Arts & Entertainment
Here comes the judge
Hanson's truth powerful
Originally printed 09/06/2007 (Issue 1536 - Between The Lines News)
District Court Judge Robert B. Hanson of Iowa sent shock waves through the legal community in his home state when he ruled - emphatically - that it is unconstitutional for the state to deny marriage licenses to same-sex couples. His forceful, eloquent and long (63 pages) decision states unequivocally that denying marriage licenses to gay and lesbian couples violates the state constitution's guarantees of "due process and equal protection." He went on to write that as a matter of impact, the law which prohibits issuing licenses to same-sex couples stigmatizes gay families, does damage to their dignity, and harms them in "numerous tangible and intangible respects."
Bravo Judge Hanson! This is the truth that so many opponents of same-sex marriage do not want to have heard. Of course denying marriage to same-sex couples inherently demeans our relationships. It implies, explicitly and implicitly, that same-sex relationships are not worthy of marriage, that it somehow diminishes the very institution of marriage to allow gays and lesbians to join in.
Even some of our so-called supporters stop short of endorsing full marriage rights for same-sex couples. They can accept us as long as we don't try to be "exactly like them," because to them we are not. We are "less than." We are gay.
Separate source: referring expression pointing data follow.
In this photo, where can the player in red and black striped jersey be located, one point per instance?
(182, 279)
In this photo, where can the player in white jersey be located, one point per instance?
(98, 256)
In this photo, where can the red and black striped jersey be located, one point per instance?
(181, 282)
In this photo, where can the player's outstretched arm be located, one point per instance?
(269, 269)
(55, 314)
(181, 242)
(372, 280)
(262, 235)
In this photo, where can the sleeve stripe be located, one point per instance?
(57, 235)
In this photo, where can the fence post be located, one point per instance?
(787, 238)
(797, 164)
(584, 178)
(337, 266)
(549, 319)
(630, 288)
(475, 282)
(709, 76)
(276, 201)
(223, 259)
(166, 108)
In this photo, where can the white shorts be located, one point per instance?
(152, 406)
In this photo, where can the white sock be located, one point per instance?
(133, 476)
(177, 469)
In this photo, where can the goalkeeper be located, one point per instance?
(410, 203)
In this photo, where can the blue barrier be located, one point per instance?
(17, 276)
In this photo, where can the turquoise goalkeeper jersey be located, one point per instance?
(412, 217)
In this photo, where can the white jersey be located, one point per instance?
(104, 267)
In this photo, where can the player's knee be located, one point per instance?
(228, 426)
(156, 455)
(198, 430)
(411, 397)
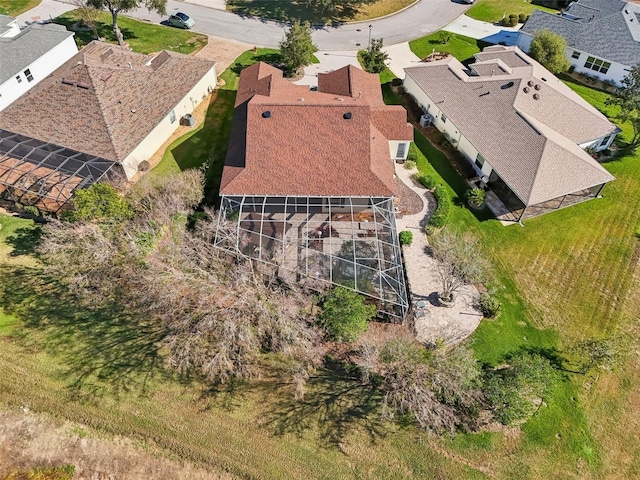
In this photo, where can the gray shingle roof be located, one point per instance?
(18, 52)
(609, 29)
(105, 99)
(531, 145)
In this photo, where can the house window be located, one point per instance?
(597, 65)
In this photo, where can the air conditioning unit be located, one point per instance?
(426, 120)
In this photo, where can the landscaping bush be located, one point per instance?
(489, 306)
(406, 237)
(441, 215)
(475, 197)
(345, 315)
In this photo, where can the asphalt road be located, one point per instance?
(419, 20)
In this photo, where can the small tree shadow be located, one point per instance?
(336, 402)
(104, 347)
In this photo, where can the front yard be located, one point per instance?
(142, 37)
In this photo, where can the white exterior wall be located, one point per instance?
(393, 149)
(40, 69)
(165, 128)
(615, 74)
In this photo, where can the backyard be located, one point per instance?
(564, 277)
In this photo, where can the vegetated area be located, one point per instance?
(142, 37)
(459, 46)
(288, 11)
(564, 277)
(16, 7)
(493, 10)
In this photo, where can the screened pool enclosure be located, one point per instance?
(349, 241)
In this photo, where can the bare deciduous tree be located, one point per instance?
(459, 262)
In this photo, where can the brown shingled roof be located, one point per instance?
(105, 100)
(305, 144)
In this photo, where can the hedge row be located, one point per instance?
(441, 216)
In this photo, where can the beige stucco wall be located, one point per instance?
(165, 128)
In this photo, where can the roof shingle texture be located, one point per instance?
(531, 143)
(105, 100)
(305, 145)
(609, 29)
(20, 51)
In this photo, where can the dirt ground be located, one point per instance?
(29, 441)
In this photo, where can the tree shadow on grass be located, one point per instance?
(24, 240)
(103, 347)
(335, 404)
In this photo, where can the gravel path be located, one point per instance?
(434, 322)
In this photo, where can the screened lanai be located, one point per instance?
(34, 172)
(350, 241)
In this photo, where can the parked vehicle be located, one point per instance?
(181, 20)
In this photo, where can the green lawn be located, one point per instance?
(142, 37)
(14, 8)
(288, 11)
(564, 277)
(459, 46)
(492, 10)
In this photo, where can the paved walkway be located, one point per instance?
(453, 324)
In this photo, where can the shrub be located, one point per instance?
(489, 306)
(406, 237)
(409, 164)
(345, 315)
(441, 215)
(475, 197)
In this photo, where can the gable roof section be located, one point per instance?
(304, 145)
(532, 147)
(609, 29)
(21, 50)
(105, 100)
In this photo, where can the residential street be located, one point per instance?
(419, 20)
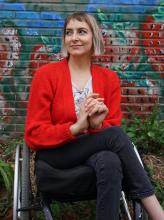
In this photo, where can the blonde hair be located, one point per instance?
(98, 45)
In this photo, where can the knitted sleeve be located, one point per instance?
(40, 133)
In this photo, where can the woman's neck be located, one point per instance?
(79, 65)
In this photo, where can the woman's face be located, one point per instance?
(78, 38)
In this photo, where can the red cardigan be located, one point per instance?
(51, 108)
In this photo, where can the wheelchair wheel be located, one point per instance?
(16, 196)
(131, 210)
(25, 187)
(21, 202)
We are tolerated - not fully accepted as equals.
Hanson spelled out clearly that there are not shades of equality under the constitution. Either you are equal, or you are not. "Through the marriage exclusion," Hanson wrote, "the state devalues and de-legitimizes relationships at the very core of the (same-sex couples') sexual orientation - and expresses, compounds and perpetuates the stigma historically attached to homosexuality, for them and all gay persons."
The institution of marriage, Hanson wrote, is "so woven into the fabric of daily life and so determinative of legal rights and status" that denial of a marriage license "amounts to a badge of inferiority" imposed on gay couples and their children.
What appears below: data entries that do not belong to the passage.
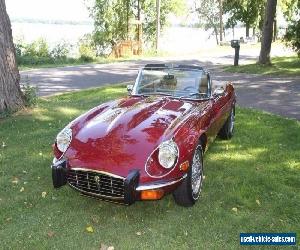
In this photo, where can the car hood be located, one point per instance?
(119, 136)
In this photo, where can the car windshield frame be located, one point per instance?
(172, 77)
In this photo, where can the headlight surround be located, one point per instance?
(64, 139)
(168, 154)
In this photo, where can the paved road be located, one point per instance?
(279, 95)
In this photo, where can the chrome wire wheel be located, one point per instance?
(197, 173)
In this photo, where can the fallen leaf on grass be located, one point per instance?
(15, 180)
(50, 234)
(95, 220)
(105, 247)
(89, 229)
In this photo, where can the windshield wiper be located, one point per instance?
(159, 93)
(192, 94)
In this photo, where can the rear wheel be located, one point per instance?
(226, 132)
(189, 190)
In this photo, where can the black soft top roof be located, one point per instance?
(154, 66)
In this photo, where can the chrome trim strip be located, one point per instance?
(103, 199)
(57, 162)
(160, 185)
(96, 195)
(98, 171)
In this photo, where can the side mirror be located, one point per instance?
(129, 88)
(218, 91)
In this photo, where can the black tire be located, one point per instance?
(184, 194)
(227, 131)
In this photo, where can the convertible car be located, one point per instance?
(150, 143)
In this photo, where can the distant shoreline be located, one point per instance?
(45, 21)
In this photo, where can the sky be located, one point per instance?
(69, 10)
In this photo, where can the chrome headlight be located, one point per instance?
(168, 154)
(64, 139)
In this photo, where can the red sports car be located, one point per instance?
(150, 143)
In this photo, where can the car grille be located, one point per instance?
(96, 183)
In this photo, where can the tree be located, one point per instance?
(292, 36)
(245, 11)
(11, 97)
(111, 22)
(266, 41)
(209, 15)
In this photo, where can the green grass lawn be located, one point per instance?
(285, 66)
(251, 185)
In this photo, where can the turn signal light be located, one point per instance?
(184, 166)
(152, 194)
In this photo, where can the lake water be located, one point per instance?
(173, 39)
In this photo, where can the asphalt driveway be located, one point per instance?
(279, 95)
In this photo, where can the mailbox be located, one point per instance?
(236, 45)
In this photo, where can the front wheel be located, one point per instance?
(226, 132)
(189, 190)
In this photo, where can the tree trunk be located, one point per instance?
(221, 19)
(266, 41)
(247, 29)
(275, 30)
(11, 97)
(216, 34)
(157, 24)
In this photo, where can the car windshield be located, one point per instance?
(178, 83)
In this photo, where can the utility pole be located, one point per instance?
(221, 19)
(157, 24)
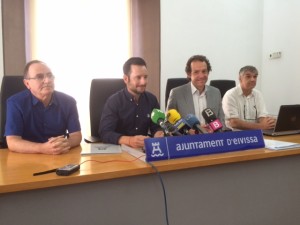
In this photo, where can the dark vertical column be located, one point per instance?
(146, 38)
(13, 29)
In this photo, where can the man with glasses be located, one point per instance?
(40, 119)
(244, 106)
(195, 96)
(126, 116)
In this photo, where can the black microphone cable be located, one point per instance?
(164, 191)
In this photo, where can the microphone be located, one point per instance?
(158, 117)
(194, 123)
(180, 124)
(212, 120)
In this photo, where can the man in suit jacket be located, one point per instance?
(195, 96)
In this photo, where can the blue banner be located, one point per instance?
(202, 144)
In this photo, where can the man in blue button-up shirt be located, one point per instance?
(40, 119)
(126, 116)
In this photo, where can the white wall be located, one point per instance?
(1, 46)
(280, 77)
(228, 33)
(231, 34)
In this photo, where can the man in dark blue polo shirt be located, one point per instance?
(126, 116)
(39, 119)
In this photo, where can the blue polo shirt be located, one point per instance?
(27, 117)
(121, 116)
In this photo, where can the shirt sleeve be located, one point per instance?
(14, 122)
(155, 127)
(262, 109)
(230, 106)
(73, 119)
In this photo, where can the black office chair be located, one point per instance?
(100, 90)
(10, 86)
(222, 85)
(172, 83)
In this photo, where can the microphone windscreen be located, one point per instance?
(173, 116)
(192, 120)
(216, 125)
(209, 115)
(157, 115)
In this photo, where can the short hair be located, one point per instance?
(251, 69)
(201, 58)
(27, 66)
(133, 61)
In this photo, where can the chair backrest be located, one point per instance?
(10, 86)
(172, 83)
(100, 90)
(223, 85)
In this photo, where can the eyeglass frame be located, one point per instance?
(41, 77)
(245, 113)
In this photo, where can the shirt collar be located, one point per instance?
(130, 96)
(240, 92)
(35, 101)
(195, 90)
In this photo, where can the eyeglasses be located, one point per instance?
(245, 118)
(41, 77)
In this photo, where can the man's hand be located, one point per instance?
(57, 145)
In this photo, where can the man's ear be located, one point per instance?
(26, 83)
(125, 78)
(188, 75)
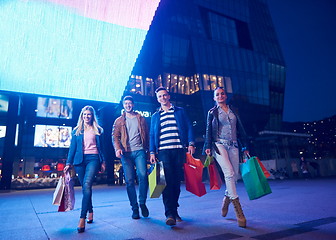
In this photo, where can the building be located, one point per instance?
(191, 47)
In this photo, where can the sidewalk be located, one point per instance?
(297, 209)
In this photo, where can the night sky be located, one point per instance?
(306, 31)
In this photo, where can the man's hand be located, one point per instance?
(119, 153)
(191, 150)
(208, 152)
(152, 158)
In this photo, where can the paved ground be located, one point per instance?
(297, 209)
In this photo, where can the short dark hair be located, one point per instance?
(130, 98)
(161, 89)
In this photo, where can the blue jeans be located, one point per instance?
(172, 160)
(137, 159)
(228, 160)
(86, 172)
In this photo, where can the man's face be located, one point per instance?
(128, 106)
(220, 96)
(163, 97)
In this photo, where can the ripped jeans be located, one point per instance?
(228, 160)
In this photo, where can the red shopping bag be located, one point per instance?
(193, 170)
(215, 179)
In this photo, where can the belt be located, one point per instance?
(227, 142)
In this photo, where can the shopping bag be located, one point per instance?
(208, 161)
(58, 193)
(254, 179)
(156, 180)
(193, 161)
(215, 179)
(68, 200)
(266, 173)
(193, 170)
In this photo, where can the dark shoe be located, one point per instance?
(136, 214)
(80, 230)
(170, 221)
(178, 218)
(144, 210)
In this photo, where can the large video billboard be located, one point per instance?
(81, 49)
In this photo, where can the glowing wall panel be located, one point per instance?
(82, 49)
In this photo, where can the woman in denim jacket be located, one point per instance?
(86, 155)
(221, 141)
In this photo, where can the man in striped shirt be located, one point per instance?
(170, 134)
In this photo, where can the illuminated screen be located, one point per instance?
(52, 136)
(2, 131)
(72, 48)
(3, 104)
(54, 108)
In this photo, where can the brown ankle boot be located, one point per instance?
(225, 206)
(239, 213)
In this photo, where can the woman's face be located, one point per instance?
(220, 96)
(87, 117)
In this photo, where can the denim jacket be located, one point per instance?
(120, 137)
(76, 153)
(184, 126)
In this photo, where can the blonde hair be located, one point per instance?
(80, 124)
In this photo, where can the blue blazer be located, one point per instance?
(76, 154)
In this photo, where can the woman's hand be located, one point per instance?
(152, 158)
(118, 153)
(191, 150)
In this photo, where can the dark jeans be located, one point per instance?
(137, 159)
(173, 160)
(86, 172)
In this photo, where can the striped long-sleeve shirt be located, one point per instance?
(169, 134)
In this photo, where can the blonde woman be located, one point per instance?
(86, 155)
(222, 142)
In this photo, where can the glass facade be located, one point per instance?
(193, 47)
Of course, not everyone agrees with Hanson, as we saw the Iowa legislature throw itself into high gear to block same-sex marriages with a proposed constitutional amendment. Only one marriage was performed before the state was able to obtain a stay of the judge's order pending review by the Iowa Supreme Court. It is not likely that Hanson's decision will remain the final word on this issue in Iowa.
But Hanson's decision will remain as one of the clearest and most forthright explanations of the penalties that same-sex couples experience every day; in child care and custody issues, inheritance, health care, property rights and a myriad of other daily events and exchanges that are impacted by someone's marital status. It is foolish to assert that marriage inequality is anything other than that - inequality, period.
We commend Judge Hanson and appreciate his courage in issuing this bold and forward looking decision. Hopefully sometime - in the not too distant future - his decision will be remembered as one with the clarity and courage, expressing the obvious to a doubting public.